When a node fails, schedule a future ping to check again.
[quix0rs-apt-p2p.git] / apt_p2p_Khashmir / khashmir.py
index 968ddeb63a6914a68d50919fe7083fd52a31582a..607c49bebabe50f6effdd0f85bd6c52fdfbfb764 100644 (file)
@@ -15,6 +15,7 @@ from copy import copy
 import os, re
 
 from twisted.internet.defer import Deferred
+from twisted.internet.base import DelayedCall
 from twisted.internet import protocol, reactor
 from twisted.python import log
 from twisted.trial import unittest
@@ -41,6 +42,9 @@ class KhashmirBase(protocol.Factory):
     @ivar _Node: the knode implementation to use for this class of DHT
     @type config: C{dictionary}
     @ivar config: the configuration parameters for the DHT
+    @type pinging: C{dictionary}
+    @ivar pinging: the node's that are currently being pinged, keys are the
+        node id's, values are the Deferred or DelayedCall objects
     @type port: C{int}
     @ivar port: the port to listen on
     @type store: L{db.DB}
@@ -73,6 +77,7 @@ class KhashmirBase(protocol.Factory):
             (optional, defaults to the /tmp directory)
         """
         self.config = None
+        self.pinging = {}
         self.setup(config, cache_dir)
         
     def setup(self, config, cache_dir):
@@ -217,47 +222,69 @@ class KhashmirBase(protocol.Factory):
              timedelta(seconds=self.config['MIN_PING_INTERVAL'])):
             
             # Bucket is full, check to see if old node is still available
-            self.stats.startedAction('ping')
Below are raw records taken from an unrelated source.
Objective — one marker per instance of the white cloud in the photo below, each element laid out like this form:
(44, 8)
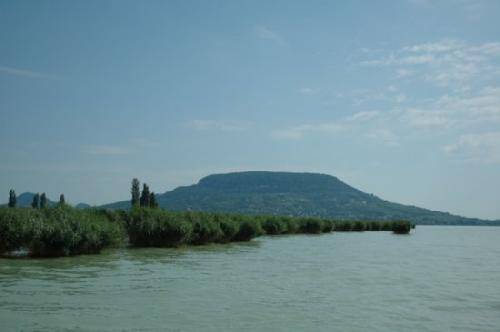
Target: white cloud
(109, 150)
(225, 126)
(25, 73)
(482, 147)
(363, 116)
(307, 91)
(298, 132)
(444, 63)
(265, 32)
(362, 124)
(385, 136)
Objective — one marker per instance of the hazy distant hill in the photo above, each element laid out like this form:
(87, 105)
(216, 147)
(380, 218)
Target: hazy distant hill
(294, 194)
(25, 200)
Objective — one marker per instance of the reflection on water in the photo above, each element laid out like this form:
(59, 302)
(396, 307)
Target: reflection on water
(438, 278)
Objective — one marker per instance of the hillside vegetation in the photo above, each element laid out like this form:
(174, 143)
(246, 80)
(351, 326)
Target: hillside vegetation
(66, 231)
(297, 195)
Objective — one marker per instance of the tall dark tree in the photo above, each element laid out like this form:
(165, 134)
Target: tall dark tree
(35, 204)
(12, 198)
(43, 201)
(62, 200)
(152, 200)
(136, 192)
(145, 196)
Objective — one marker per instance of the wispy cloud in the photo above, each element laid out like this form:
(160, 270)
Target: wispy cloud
(217, 125)
(265, 32)
(25, 73)
(444, 63)
(362, 124)
(107, 150)
(481, 147)
(308, 91)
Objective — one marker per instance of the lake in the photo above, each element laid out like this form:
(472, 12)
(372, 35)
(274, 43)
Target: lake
(435, 279)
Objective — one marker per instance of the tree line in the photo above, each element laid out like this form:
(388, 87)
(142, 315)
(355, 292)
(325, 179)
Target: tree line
(146, 198)
(38, 202)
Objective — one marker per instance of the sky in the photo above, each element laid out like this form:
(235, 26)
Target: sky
(397, 98)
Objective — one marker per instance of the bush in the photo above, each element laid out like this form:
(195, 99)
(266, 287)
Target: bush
(343, 226)
(60, 231)
(358, 226)
(248, 230)
(401, 227)
(274, 226)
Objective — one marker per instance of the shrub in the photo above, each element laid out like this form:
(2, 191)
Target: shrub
(311, 226)
(247, 230)
(358, 226)
(401, 227)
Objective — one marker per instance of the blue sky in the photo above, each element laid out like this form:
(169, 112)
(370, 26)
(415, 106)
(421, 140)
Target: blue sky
(397, 98)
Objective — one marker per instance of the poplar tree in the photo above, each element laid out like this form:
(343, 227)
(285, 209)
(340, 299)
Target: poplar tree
(12, 198)
(135, 191)
(43, 201)
(152, 200)
(145, 196)
(35, 204)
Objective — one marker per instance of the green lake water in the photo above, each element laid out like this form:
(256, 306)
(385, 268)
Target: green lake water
(435, 279)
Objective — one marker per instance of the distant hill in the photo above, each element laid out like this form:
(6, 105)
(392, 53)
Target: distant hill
(294, 194)
(83, 206)
(25, 199)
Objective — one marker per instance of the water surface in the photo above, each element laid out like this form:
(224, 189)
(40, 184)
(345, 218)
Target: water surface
(436, 279)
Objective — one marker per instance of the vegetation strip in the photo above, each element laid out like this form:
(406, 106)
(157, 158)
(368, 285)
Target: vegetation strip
(65, 231)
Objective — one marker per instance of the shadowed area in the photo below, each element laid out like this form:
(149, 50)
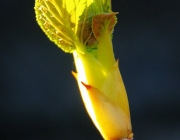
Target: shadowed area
(39, 97)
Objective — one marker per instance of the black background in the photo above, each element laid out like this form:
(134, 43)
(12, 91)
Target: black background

-            df = old.ping(self.node.id)
-            df.addCallbacks(self._freshNodeHandler, self._staleNodeHandler,
-                            callbackArgs = (old, datetime.now()),
-                            errbackArgs = (old, datetime.now(), node, contacted))
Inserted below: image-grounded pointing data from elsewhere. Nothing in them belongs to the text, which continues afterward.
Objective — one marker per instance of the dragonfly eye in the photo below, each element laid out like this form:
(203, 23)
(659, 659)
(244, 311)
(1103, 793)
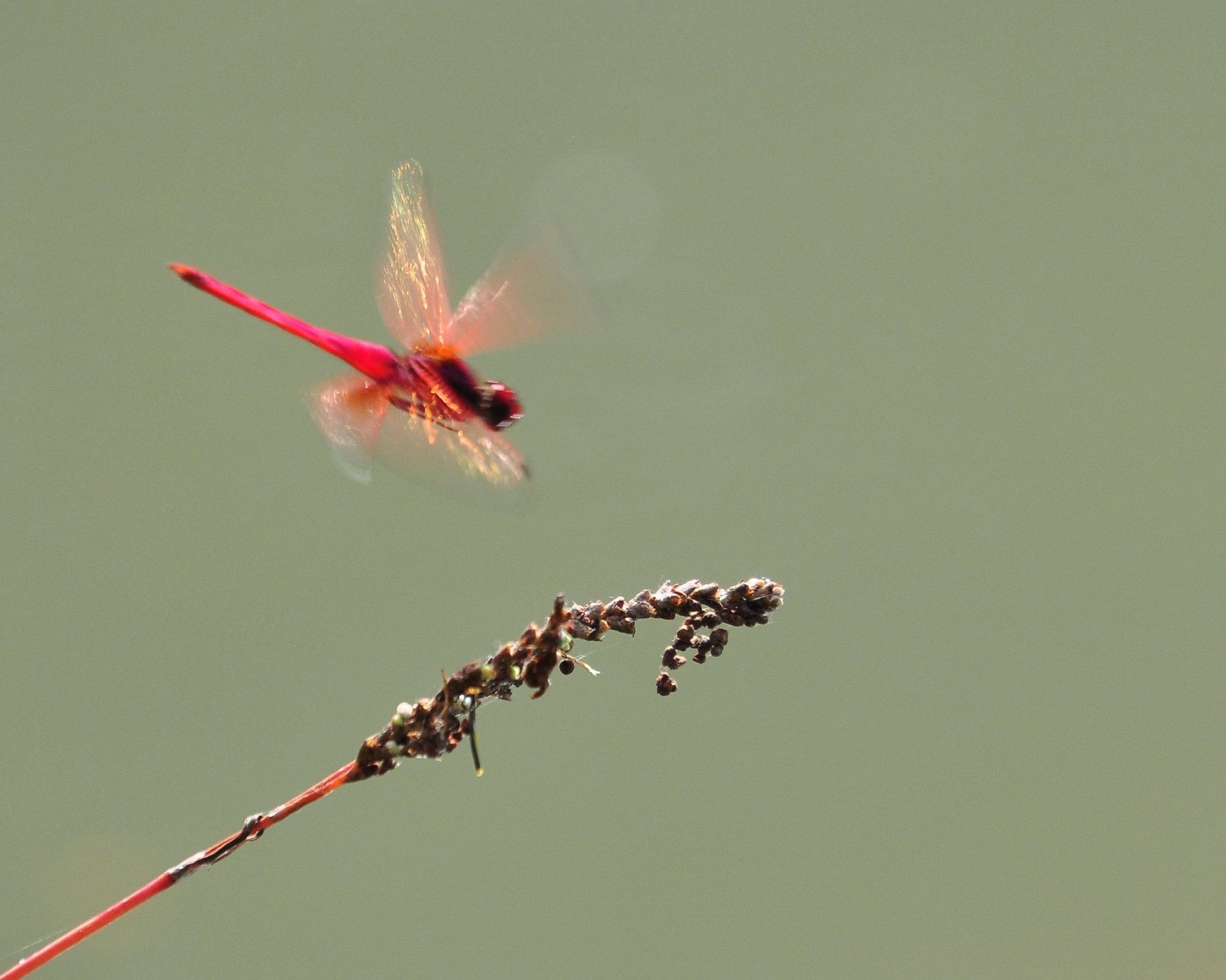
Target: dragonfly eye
(501, 407)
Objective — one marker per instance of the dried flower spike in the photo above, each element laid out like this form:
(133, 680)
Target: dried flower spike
(434, 727)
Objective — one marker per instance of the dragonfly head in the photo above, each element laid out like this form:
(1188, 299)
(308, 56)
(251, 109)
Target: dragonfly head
(499, 407)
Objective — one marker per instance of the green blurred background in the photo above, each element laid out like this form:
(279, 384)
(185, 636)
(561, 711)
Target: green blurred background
(932, 334)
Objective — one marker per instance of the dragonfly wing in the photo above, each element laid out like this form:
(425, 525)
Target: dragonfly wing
(460, 459)
(529, 293)
(350, 411)
(412, 283)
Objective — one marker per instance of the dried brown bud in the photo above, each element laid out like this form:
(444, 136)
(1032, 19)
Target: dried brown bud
(672, 660)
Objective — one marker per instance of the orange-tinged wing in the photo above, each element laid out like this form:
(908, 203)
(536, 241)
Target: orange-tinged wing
(350, 411)
(412, 281)
(528, 293)
(363, 423)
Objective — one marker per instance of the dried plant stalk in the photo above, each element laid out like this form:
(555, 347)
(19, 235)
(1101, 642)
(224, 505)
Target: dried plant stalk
(434, 727)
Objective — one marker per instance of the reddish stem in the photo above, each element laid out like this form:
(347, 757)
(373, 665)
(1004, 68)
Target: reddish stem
(252, 830)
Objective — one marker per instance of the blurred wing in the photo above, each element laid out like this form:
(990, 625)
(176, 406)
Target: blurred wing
(350, 411)
(460, 459)
(412, 283)
(528, 295)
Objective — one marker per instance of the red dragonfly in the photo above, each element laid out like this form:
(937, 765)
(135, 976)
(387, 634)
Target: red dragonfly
(403, 409)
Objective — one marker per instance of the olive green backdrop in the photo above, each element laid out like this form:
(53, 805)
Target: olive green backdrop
(932, 334)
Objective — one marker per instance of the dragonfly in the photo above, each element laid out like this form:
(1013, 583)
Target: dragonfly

+            df = self.sendPing(old)
+            df.addErrback(self._staleNodeHandler, old, node, contacted)
         elif not old and not contacted:
             # There's room, we just need to contact the node first
-            self.stats.startedAction('ping')
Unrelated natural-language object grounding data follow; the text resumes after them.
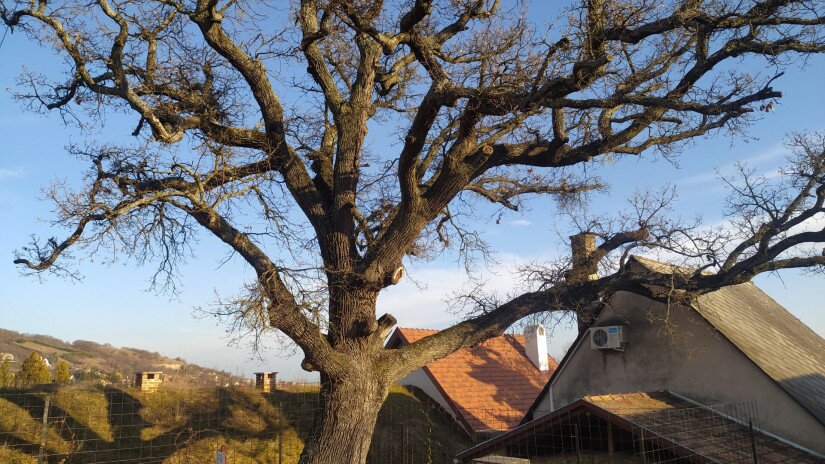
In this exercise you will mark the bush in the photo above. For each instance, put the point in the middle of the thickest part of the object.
(33, 371)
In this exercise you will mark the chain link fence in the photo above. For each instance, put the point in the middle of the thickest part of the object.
(186, 426)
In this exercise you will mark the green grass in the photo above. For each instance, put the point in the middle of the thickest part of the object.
(186, 426)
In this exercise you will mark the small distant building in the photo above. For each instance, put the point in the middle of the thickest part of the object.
(265, 381)
(148, 381)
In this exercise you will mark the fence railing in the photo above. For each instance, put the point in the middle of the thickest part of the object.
(98, 425)
(728, 433)
(186, 426)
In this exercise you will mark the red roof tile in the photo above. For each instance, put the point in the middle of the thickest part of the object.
(490, 386)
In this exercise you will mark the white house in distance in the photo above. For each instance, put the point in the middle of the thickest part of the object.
(735, 345)
(489, 387)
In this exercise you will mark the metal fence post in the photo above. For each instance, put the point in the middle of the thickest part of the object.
(753, 442)
(281, 445)
(41, 455)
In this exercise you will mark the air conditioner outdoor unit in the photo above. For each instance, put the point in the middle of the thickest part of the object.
(607, 338)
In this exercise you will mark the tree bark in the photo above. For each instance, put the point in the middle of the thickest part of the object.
(345, 423)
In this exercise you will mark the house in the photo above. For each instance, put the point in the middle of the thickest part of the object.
(734, 348)
(655, 427)
(264, 381)
(148, 381)
(487, 388)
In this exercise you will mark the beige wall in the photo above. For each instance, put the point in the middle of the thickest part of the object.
(675, 349)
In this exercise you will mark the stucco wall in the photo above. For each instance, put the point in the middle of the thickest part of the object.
(687, 356)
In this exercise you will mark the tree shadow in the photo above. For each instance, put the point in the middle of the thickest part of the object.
(133, 438)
-            df = node.ping(self.node.id)
-            # Convert the returned contact info into a node
-            df.addCallback(self._pongHandler, datetime.now())
-            # Try adding the contacted node
-            df.addCallbacks(self.insertNode, self._pongError,
-                            errbackArgs = (node, datetime.now()))
-
-    def _freshNodeHandler(self, dict, old, start):
-        """Got a pong from the old node, so update it."""
-        self.stats.completedAction('ping', start)
-        if dict['id'] == old.id:
-            self.table.justSeenNode(old.id)
-    
-    def _staleNodeHandler(self, err, old, start, node, contacted):
+            self.sendPing(node)
+
+    def _staleNodeHandler(self, err, old, node, contacted):
         """The pinged node never responded, so replace it."""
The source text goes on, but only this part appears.